MOLECULAR-BEAM EPITAXY ENGINEERED III-V SEMICONDUCTOR STRUCTURES FOR LOW-POWER OPTICALLY ADDRESSED SPATIAL LIGHT MODULATORS

Device approaches are investigated for optically addressed SLMs based on molecular beam epitaxy (MBE) engineered III-V materials and structures. Strong photo-optic effects can be achieved in periodically delta-doped multiple quantum well structures, but are still insufficient for high-contrast modulation with only single- or double-pass absorption through active layers of practical thickness. We use the asymmetric Fabry-Perot cavity approach that permits extinction of light due to interference of light reflected from the front and back surfaces of the cavity.
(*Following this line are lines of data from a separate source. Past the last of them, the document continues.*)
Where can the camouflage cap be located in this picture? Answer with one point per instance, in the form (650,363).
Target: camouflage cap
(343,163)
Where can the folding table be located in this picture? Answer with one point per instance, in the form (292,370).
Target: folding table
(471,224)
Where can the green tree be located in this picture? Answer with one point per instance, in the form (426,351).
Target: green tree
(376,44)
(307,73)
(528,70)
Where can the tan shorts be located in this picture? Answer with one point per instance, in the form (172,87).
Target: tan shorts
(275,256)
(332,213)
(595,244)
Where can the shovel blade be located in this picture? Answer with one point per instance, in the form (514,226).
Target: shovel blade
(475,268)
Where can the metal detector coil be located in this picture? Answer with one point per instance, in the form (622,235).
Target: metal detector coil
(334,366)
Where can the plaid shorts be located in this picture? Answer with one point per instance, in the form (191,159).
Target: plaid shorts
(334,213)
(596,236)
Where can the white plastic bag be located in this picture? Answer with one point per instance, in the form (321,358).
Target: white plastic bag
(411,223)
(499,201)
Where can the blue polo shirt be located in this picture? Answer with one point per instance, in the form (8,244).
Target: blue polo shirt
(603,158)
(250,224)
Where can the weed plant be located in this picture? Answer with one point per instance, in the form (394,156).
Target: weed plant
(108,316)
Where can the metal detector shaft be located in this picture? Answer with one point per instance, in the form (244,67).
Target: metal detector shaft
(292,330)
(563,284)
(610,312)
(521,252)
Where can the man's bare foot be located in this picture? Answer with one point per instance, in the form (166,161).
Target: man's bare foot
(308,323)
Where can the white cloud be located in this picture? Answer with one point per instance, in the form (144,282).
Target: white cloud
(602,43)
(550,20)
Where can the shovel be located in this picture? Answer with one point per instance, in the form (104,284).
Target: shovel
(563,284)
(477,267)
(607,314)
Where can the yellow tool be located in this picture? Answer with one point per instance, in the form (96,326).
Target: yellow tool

Optically controlled modulation of the absorption in the active cavity layers unbalances the cavity and "turns on" the reflected output signal, thereby allowing large contrast ratios. This approach is realized with an all-MBE-grown structure consisting of GaAs/AlAs quarter-wave stack reflector grown over the GaAs substrate as the high reflectance mirror (almost-equal-to 0.98) and the GaAs surface as the low reflectance mirror (almost-equal-to 0.3). We use for our active cavity InGaAs/GaAs multiple quantum wells separated by periodically delta-doped GaAs barriers to achieve a sensitive photo-optic effect due to exciton quenching. High-contrast modulation (> 60:1) is achieved using a low-power (< 100 mW/cm2) InGaAs/GaAs quantum well laser for the control signal.